Of course, one of the most attractive aspects of the region is its proximity to major natural gas markets in the Northeast U.S. Triangle's acreage block is just 48 kilometers from the Maritimes & Northeast Pipeline, which runs through Nova Scotia and New Brunswick and down into the U.S.

"Our initial results are encouraging," says Hietala. "We hope to start a development program in 2008."

The company has a second shale project in the Moncton/Sackville sub-basin in New Brunswick, also part of the greater Maritimes Basin. It farmed into 70,000 acres in the area around Stoney Creek Field, not far from Corridor Resources' McCully project. Triangle is watching Corridor's work in the Frederick Brook shale at McCully with interest, and is currently researching the area.

"We have hundreds of meters of shale in New Brunswick, and we're doing rock work, collecting samples and interpreting a 2-D seismic program which we have access to," says Campbell. Next year it plans to drill its first well in that province.

So, across the vast stretch of Canada, companies are realigning their portfolios, rearranging capital spending and striving to trim costs. And, for those that are financially limber, there are promising new ventures that beckon.

The ground-floor truth is that Canada's exports of oil and gas, both conventional and unconventional, are sorely needed on the world market. It's only a matter of time before gas prices push back upward, as declining supply and growing consumption will inevitably demand.







ANGST IN ALBERTA

Alberta is Canada's powerhouse producer, and it supplies the lion's share of Canada's total energy production. But oil and gas companies are facing some stiff jumps in royalty payments. The provincial government requested a review of Alberta's royalty system, and the panel charged with the task recommended hefty increases for all types of resources.

The panel proposed changes to Alberta's royalty structures that included raising oil-sands royalties after payout of costs from 25% to 33%, and applying a sliding scale of volume and price to natural gas and conventional oil wells, with a maximum royalty rate of 50%.

Notably, the panel recommended against grandfathering existing projects; it said all provisions should apply to all participants at the same time.

The conclusions of the royalty-review panel shocked the industry. The scale and comprehensiveness of the recommendations were beyond any scenarios that had been anticipated.

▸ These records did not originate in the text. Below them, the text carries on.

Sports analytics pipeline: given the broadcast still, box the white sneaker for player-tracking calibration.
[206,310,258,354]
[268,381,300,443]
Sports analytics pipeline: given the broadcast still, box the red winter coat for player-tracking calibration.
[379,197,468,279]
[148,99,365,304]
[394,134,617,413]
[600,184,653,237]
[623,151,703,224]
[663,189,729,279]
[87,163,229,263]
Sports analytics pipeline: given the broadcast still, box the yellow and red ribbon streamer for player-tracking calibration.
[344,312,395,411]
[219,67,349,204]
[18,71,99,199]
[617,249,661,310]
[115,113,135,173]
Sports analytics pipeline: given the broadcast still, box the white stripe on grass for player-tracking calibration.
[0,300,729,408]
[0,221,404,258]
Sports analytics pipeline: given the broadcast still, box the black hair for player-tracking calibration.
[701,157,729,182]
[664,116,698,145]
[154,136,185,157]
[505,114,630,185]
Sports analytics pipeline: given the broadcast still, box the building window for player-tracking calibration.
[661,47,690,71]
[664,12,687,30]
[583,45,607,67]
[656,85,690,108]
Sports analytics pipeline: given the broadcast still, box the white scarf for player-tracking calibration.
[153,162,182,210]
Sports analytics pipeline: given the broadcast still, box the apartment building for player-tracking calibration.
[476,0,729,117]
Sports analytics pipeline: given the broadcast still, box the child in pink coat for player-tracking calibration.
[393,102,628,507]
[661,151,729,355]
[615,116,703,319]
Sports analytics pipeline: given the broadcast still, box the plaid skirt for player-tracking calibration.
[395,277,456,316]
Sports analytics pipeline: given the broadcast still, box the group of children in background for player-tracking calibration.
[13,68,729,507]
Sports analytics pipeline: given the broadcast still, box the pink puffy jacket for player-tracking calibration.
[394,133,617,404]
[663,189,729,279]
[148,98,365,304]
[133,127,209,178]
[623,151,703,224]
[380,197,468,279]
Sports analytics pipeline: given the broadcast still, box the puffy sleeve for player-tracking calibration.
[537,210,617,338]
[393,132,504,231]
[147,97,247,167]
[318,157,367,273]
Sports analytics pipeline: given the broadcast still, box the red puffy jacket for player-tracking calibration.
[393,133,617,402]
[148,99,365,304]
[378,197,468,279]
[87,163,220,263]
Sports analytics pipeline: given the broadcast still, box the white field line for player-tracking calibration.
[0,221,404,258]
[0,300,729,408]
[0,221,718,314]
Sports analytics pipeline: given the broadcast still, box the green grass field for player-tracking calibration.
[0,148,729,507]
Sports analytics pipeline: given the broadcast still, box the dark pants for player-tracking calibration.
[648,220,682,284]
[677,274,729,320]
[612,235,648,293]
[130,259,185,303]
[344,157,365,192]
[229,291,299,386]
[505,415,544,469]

Most participants expected a hard look at oil-sands developments, but there was widespread surprise at the royalty increases proposed for conventional oil and gas production.

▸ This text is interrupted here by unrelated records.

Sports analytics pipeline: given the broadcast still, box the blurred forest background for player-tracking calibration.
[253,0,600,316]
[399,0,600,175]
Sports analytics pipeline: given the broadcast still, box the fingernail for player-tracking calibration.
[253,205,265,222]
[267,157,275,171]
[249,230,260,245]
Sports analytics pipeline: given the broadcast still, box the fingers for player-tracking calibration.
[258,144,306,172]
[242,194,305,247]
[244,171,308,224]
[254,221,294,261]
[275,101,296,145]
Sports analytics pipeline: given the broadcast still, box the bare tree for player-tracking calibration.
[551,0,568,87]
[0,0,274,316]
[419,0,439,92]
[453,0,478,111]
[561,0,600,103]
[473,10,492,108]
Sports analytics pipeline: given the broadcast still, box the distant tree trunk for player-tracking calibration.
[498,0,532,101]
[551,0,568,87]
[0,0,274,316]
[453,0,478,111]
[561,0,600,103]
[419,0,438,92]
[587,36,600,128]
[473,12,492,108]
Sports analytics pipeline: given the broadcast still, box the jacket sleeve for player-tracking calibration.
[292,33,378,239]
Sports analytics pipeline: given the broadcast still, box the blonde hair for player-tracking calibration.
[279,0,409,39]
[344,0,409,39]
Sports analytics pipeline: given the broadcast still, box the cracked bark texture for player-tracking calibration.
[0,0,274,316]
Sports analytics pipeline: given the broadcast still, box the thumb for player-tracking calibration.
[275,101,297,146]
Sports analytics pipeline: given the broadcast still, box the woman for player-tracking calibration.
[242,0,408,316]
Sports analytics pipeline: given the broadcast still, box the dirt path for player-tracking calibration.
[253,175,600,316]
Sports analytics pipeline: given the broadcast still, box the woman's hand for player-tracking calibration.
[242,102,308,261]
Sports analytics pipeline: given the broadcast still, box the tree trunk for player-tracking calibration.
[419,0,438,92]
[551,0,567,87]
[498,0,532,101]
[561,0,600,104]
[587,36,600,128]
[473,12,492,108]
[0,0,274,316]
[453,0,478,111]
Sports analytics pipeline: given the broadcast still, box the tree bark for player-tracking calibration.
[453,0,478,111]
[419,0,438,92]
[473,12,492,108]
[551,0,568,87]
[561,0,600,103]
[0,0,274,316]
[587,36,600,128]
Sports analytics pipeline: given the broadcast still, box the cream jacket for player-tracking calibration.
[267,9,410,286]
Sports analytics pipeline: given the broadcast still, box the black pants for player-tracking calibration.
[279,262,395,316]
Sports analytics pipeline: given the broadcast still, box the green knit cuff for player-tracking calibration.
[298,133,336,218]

A recent analysis by energy investment-banking firm Tristone Capital Inc., Calgary, takes issue with many aspects of the panel's conclusions: "The disincentives created by the royalty regime will see Alberta lag in competitiveness relative to other jurisdictions and capital will flow out of the province."

The royalty panel's report manhandled the beloved industry yardstick of rates-of-return, mainly by understating capital and operating costs, Tristone contends. Additionally, the method of structuring gas-well royalties will have the net effect of removing incentives to drill deeper, higher-deliverability wells.

The provincial government planned to make its decision on the panel's recommendations in late October. At last report, regulators were considering more evidence and reviewing the analysis again.

There are a number of companies-especially oil-sands companies-that will take a significant hit in terms of absolute value if the current recommendations are implemented, says Andrew Strachan, head of Wood Mackenzie's new Calgary office.

"Projects are now facing extra royalty charges, in addition to high acquisition, service and labor costs. However, the proposed changes to conventional gas projects may have more of a profound impact across the board, as already tight margins will be further squeezed for large and small E&Ps alike, rendering many of the province's gas plays uneconomic."